Again, even people who do not pay income taxes to the feds pay sales taxes and sometimes income taxes to their states. They pay property taxes directly or indirectly. The pay -- from their first dollar of income -- Social Security and Medicare taxes that entitle them to receive benefits from those universal programs. What they do not do is pay much if any federal income tax.

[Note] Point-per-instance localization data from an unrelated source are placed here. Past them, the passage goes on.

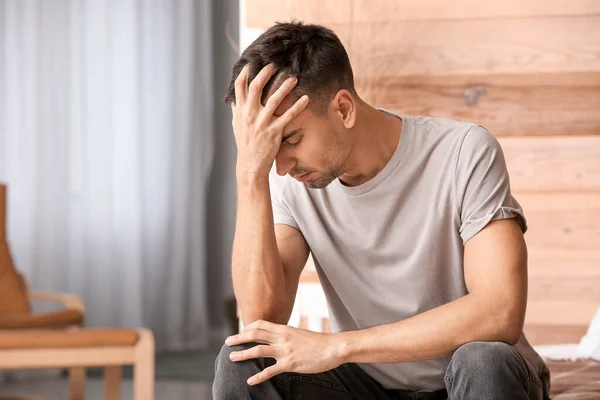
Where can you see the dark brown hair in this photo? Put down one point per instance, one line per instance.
(312, 53)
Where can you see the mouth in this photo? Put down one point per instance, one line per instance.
(303, 177)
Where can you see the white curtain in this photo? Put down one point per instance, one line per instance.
(106, 145)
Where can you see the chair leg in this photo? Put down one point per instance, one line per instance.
(143, 368)
(76, 383)
(112, 377)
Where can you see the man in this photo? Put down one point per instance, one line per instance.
(415, 235)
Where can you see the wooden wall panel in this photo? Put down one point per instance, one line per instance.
(262, 13)
(517, 104)
(568, 222)
(559, 163)
(524, 45)
(527, 70)
(560, 312)
(540, 334)
(410, 10)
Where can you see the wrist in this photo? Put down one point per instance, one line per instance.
(341, 345)
(251, 179)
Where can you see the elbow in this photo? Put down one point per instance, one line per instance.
(510, 327)
(251, 316)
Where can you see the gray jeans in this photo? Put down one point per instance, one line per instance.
(477, 370)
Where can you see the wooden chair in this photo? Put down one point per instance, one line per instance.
(57, 339)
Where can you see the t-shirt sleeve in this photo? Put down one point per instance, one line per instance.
(281, 210)
(482, 184)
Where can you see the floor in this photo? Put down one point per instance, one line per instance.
(57, 389)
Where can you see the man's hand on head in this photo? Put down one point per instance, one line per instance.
(257, 131)
(295, 350)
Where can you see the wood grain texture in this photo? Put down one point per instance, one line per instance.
(569, 222)
(558, 163)
(520, 45)
(410, 10)
(560, 312)
(565, 288)
(264, 13)
(508, 105)
(559, 263)
(540, 334)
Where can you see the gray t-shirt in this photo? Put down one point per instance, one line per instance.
(392, 248)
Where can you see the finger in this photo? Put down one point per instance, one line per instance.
(260, 351)
(293, 111)
(277, 98)
(259, 82)
(251, 336)
(265, 374)
(241, 85)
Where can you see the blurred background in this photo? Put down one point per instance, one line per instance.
(119, 159)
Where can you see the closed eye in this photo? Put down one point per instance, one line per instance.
(293, 143)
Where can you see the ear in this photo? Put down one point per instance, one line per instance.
(343, 106)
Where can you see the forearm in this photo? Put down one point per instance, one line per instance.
(434, 334)
(257, 272)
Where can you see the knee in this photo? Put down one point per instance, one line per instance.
(230, 377)
(483, 359)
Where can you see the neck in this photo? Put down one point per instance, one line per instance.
(376, 136)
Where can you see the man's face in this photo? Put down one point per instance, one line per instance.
(314, 149)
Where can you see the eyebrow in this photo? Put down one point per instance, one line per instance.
(290, 134)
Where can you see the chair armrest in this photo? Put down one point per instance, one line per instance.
(69, 301)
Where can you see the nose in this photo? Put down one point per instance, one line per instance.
(283, 164)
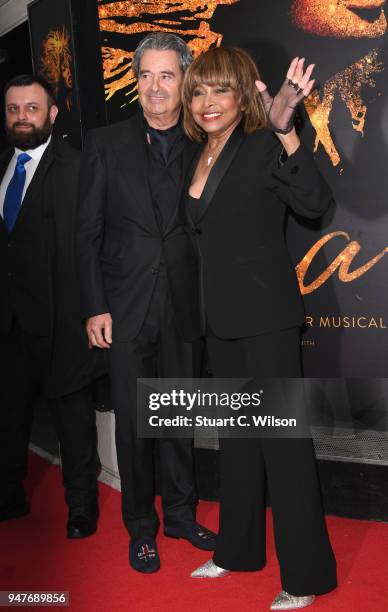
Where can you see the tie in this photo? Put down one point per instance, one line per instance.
(13, 196)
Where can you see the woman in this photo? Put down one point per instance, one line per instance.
(235, 205)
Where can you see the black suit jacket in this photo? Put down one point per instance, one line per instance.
(249, 286)
(54, 190)
(120, 244)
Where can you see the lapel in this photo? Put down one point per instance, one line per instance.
(133, 149)
(34, 191)
(218, 171)
(188, 154)
(4, 161)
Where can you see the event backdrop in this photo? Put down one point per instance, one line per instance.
(65, 51)
(341, 261)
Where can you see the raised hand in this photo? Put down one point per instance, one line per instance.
(297, 85)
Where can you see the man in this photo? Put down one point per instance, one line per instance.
(42, 338)
(134, 264)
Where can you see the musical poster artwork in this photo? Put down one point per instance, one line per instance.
(341, 261)
(134, 20)
(52, 47)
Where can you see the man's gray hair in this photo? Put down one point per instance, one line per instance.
(162, 41)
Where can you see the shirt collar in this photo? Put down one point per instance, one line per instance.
(37, 152)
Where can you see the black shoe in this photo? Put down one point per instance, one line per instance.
(143, 555)
(198, 536)
(14, 508)
(81, 526)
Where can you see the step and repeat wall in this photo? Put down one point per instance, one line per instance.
(341, 260)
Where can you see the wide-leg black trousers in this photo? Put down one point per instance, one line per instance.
(307, 563)
(24, 362)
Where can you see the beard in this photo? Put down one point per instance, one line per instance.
(31, 139)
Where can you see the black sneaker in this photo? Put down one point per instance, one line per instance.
(193, 532)
(143, 555)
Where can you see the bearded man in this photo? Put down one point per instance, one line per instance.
(43, 347)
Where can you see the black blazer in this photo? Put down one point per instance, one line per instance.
(248, 283)
(54, 190)
(120, 244)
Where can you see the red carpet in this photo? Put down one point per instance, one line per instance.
(35, 555)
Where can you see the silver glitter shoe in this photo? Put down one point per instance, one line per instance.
(285, 601)
(209, 570)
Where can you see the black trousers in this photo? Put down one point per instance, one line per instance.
(158, 351)
(307, 563)
(24, 362)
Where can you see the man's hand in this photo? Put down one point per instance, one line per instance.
(99, 330)
(281, 109)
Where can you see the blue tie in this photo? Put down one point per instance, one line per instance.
(13, 196)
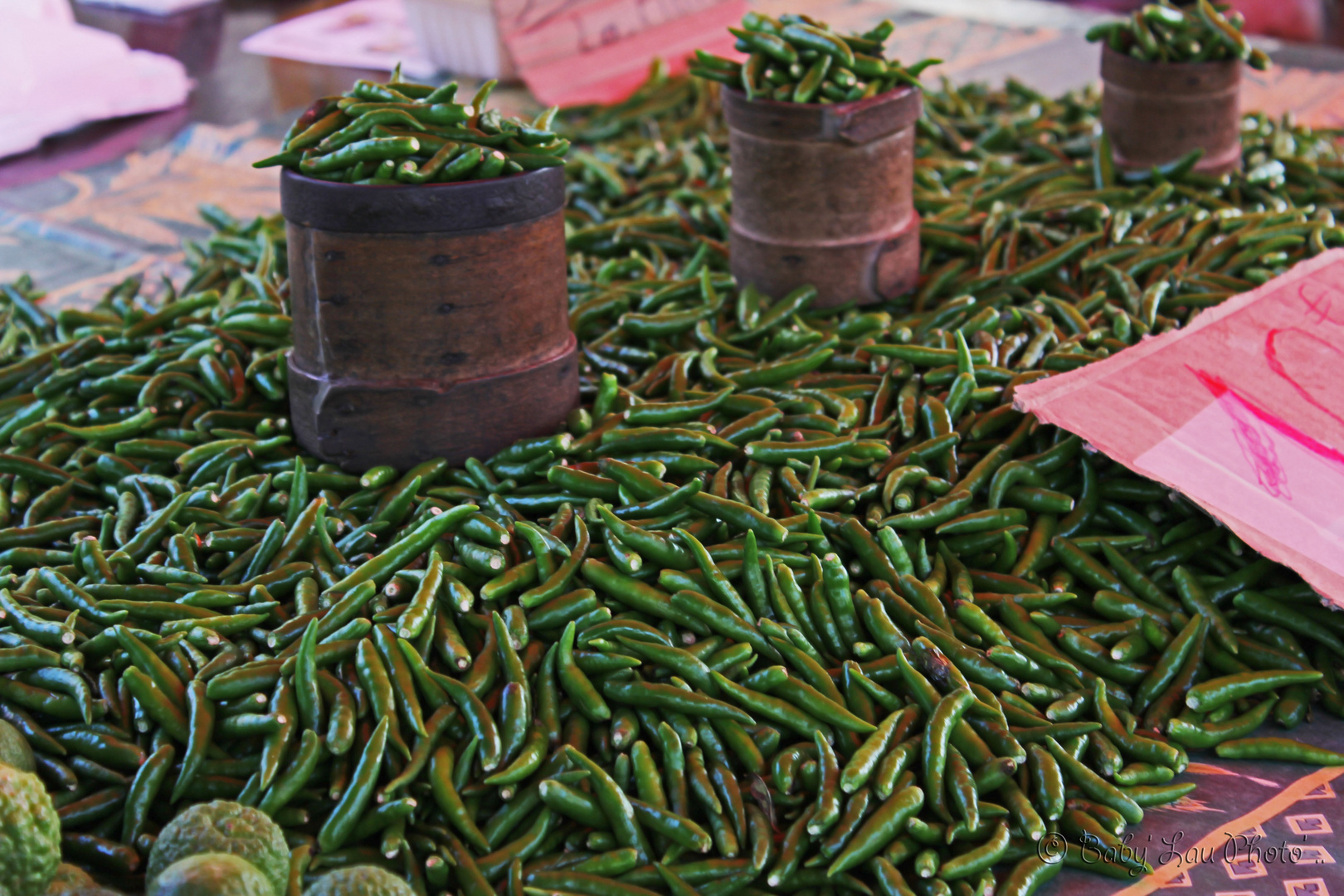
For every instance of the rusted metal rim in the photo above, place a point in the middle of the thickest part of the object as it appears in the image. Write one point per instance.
(418, 208)
(1202, 78)
(855, 123)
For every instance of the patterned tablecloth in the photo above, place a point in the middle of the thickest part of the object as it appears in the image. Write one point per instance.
(1250, 829)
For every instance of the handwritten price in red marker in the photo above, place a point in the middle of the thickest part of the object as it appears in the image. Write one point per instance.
(1242, 411)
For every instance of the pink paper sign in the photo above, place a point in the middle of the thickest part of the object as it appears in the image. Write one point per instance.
(583, 51)
(1242, 411)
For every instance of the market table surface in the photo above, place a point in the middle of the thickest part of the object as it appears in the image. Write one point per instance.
(116, 199)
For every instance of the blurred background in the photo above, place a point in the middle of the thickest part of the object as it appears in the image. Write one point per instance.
(163, 65)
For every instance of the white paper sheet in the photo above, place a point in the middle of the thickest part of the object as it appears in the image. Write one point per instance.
(360, 34)
(60, 75)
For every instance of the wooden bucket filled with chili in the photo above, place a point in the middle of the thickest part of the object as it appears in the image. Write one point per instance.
(1159, 112)
(431, 320)
(1172, 80)
(823, 195)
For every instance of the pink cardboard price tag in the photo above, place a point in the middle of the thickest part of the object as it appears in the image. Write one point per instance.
(582, 51)
(1242, 411)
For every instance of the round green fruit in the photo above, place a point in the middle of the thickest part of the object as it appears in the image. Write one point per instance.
(360, 880)
(210, 874)
(30, 835)
(223, 826)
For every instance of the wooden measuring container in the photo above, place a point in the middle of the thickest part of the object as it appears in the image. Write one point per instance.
(823, 195)
(429, 320)
(1157, 112)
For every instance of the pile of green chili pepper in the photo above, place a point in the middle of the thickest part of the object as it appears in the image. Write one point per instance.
(796, 603)
(1163, 32)
(407, 134)
(800, 60)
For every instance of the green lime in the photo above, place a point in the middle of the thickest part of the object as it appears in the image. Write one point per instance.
(223, 826)
(210, 874)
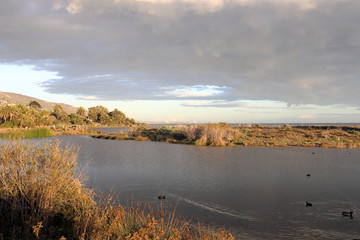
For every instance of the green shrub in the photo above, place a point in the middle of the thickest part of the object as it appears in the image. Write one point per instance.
(39, 188)
(7, 124)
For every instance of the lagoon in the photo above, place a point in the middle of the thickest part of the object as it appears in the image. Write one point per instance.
(255, 192)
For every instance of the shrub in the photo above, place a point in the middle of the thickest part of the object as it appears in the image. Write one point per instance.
(7, 124)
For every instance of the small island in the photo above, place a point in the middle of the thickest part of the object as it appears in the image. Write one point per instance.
(223, 134)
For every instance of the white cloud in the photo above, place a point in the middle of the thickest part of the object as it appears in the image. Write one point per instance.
(306, 116)
(129, 49)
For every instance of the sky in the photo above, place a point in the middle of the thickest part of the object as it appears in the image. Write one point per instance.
(244, 61)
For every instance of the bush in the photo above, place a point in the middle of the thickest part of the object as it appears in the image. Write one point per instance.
(40, 189)
(7, 124)
(42, 196)
(32, 133)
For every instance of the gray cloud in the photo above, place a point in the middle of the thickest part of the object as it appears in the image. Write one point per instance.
(118, 50)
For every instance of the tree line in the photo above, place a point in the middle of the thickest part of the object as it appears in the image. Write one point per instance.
(32, 115)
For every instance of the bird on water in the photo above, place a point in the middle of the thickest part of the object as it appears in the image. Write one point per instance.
(347, 214)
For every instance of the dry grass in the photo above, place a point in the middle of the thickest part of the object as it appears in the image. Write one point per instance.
(222, 134)
(42, 196)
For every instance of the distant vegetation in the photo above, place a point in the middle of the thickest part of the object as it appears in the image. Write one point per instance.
(32, 133)
(222, 134)
(32, 115)
(43, 196)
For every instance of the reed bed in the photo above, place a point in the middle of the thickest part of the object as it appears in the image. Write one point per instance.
(32, 133)
(43, 196)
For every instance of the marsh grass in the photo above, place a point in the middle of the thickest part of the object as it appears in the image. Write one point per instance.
(32, 133)
(42, 196)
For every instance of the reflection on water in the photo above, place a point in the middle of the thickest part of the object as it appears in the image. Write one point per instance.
(257, 192)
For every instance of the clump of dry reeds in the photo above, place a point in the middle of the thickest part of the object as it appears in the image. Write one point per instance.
(39, 186)
(43, 196)
(210, 134)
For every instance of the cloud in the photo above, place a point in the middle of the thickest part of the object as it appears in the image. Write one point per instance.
(306, 116)
(213, 104)
(293, 51)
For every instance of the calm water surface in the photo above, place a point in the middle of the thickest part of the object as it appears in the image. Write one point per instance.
(256, 192)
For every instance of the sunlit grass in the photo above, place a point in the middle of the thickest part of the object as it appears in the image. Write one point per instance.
(43, 196)
(222, 134)
(32, 133)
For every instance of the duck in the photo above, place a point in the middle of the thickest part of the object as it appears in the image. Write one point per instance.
(347, 214)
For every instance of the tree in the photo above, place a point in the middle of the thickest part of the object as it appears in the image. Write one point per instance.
(92, 113)
(35, 105)
(8, 113)
(81, 112)
(99, 114)
(117, 117)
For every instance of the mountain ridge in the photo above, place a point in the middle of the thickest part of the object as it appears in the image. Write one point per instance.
(16, 98)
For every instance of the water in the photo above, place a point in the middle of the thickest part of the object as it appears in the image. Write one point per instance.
(256, 192)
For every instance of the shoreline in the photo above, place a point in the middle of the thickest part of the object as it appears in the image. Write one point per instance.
(224, 135)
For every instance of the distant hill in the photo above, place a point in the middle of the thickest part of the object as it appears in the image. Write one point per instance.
(14, 98)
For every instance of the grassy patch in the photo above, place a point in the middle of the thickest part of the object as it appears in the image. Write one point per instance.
(32, 133)
(42, 196)
(221, 134)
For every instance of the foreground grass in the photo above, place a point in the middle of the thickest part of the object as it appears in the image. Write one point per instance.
(32, 133)
(224, 135)
(42, 196)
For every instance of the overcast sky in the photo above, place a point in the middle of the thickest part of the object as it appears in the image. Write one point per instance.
(188, 60)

And that is true because of two design features in the system. First, we created a "zero bracket" that exempts the lowest income Americans from paying federal income taxes, on the theory that they are too poor to be asked to do so. Republicans not only embrace this idea but expanded it in their 2017 mess of a tax bill, doubling the standard deduction and removing more people from the federal tax rolls.
Second, the income tax system somewhat progressively taxes income, and because income is so unequally distributed, tax shares track that inequality. The top one percent of taxpayers will pay 24 percent of federal income taxes in 2019, but they will receive 21 percent of the income. That is not exactly Sweden-level progressivity, to say the least.
In the end, then, we have a system that does exactly what Buttigieg would want it to do: use money collected from the wealthiest Americans to pay for programs that benefit all Americans. Both Sanders and Elizabeth Warren make this even more direct by proposing different versions of wealth taxes that would be dedicated to paying for free college, but even without that, even our current sadly degraded tax system is still progressive enough to prevent middle-class people from subsidizing rich people.
We should do better, of course, but following the Buttigiegs and the Bidens of the world down the means-testing rabbit hole is a wasteful way to achieve what we can already achieve by having universal programs that garner wide public support and paying for them by recommitting ourselves to an ability-to-pay tax approach that addresses our inequality problem. It is time for the Democrats' naysayers to get off the 'roids.